Created 05-09-2016 05:04 PM
I have a hive table to which new partitions get added (say daily). And I want to write a daily hive query that tells me which records changed or were added that day.
A unique record is a combination of multiple columns.
Would using hive's hash or sha (with 256) udf be the best and most performant route to writing such a query? And will using a 256 hash be good enough to prevent collisions?
Created 05-09-2016 06:03 PM
One question? Why not simply add a "changed at" column?
For adding rows you could just use partitioning. And filter by the daily partiton?
For changing them you plan to use ACID? It is still pretty new and not great for high number of updates across a full table. I think a bit of more detail to what you actually plan to achieve might be good
Created 05-09-2016 10:00 PM
Thanks Benjamin - assume the data is sqooped in from an EDW and we don't have the flexibility to add a timestamp/data column to the source table in the EDW.
Would comparing column hashes be the most performant way to figure out what records changed?

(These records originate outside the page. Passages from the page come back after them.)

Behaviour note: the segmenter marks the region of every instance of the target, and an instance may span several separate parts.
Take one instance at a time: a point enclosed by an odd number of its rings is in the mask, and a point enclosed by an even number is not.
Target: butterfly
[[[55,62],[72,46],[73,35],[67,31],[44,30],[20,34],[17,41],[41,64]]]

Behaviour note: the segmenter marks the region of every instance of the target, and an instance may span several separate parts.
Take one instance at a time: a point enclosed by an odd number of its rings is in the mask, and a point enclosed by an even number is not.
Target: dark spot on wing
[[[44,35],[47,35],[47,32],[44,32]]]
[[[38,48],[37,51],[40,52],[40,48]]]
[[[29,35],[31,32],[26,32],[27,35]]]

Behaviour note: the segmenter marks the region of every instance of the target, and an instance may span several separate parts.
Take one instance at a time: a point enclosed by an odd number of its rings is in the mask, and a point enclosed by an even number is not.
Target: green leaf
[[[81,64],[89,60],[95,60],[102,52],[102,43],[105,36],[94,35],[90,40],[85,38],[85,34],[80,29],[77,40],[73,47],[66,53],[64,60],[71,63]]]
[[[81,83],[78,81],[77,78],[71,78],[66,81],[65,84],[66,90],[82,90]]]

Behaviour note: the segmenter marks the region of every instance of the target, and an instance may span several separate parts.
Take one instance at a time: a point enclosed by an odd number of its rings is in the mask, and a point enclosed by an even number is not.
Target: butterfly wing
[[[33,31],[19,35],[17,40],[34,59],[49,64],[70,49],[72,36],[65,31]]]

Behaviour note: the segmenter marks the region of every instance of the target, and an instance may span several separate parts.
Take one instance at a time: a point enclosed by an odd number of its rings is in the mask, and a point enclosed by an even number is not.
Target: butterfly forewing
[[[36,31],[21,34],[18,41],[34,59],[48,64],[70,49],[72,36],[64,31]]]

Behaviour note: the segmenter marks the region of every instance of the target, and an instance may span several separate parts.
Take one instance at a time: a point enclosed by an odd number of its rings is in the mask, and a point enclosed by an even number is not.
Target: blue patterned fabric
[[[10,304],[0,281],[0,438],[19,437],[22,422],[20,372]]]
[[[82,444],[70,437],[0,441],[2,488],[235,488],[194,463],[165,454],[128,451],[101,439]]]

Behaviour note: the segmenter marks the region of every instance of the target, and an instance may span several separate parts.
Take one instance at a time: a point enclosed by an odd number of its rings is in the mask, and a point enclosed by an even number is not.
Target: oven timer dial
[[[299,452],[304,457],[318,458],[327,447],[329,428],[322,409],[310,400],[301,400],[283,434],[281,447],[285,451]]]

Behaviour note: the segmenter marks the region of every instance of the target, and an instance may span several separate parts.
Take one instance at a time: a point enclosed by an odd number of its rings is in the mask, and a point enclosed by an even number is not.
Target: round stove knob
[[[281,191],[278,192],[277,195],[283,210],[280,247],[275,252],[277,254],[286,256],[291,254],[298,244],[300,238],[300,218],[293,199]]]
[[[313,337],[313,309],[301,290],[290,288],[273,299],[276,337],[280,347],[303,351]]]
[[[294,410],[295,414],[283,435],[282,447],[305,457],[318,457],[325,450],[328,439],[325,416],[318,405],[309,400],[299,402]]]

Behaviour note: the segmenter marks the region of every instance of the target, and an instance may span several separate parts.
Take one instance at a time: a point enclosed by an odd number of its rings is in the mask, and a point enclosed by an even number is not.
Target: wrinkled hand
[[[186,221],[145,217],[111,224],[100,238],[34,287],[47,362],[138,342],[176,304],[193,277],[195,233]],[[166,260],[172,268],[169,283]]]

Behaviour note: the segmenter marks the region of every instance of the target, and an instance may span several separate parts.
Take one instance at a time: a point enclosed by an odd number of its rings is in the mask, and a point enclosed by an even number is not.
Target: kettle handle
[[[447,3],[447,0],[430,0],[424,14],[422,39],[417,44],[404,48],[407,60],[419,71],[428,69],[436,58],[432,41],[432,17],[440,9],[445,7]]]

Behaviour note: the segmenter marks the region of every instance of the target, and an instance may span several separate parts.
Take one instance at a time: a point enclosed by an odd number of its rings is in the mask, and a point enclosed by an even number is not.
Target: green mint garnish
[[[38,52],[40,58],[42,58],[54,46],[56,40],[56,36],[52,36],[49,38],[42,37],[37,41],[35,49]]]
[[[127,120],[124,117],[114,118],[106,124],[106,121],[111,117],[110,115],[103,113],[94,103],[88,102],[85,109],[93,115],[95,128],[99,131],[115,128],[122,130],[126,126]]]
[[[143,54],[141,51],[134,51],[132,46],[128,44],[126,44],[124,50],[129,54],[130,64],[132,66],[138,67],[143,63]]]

Created 05-10-2016 11:58 AM
Yeah I am not really sure about the whole hash approach. Is there a primary key here?
Why not simply load in the batch of data and then recreate the base table using:
CREATE TABLE NEWTABLE AS
SELECT * FROM DAILYADD
UNION ALL
SELECT * FROM OLD TABLE WHERE PRIMARYKEY NOT IN ( SELECT PRIMARY KEY FROM DAILYADD );
If you don't have primary keys then hash will not help you either, you might have two rows with the same values so what would you do then? What would you DO with the information of which rows have changed?
Created 05-10-2016 08:16 PM
@nfakhar, I had recently created historical build for ETL offload to Hive. We added Effective start date and effective end date to each row. I agree with you adding hash function increases performance for full row compare. The newer version of Hive has Hash functions, but we had used datafu for hashing using PIG.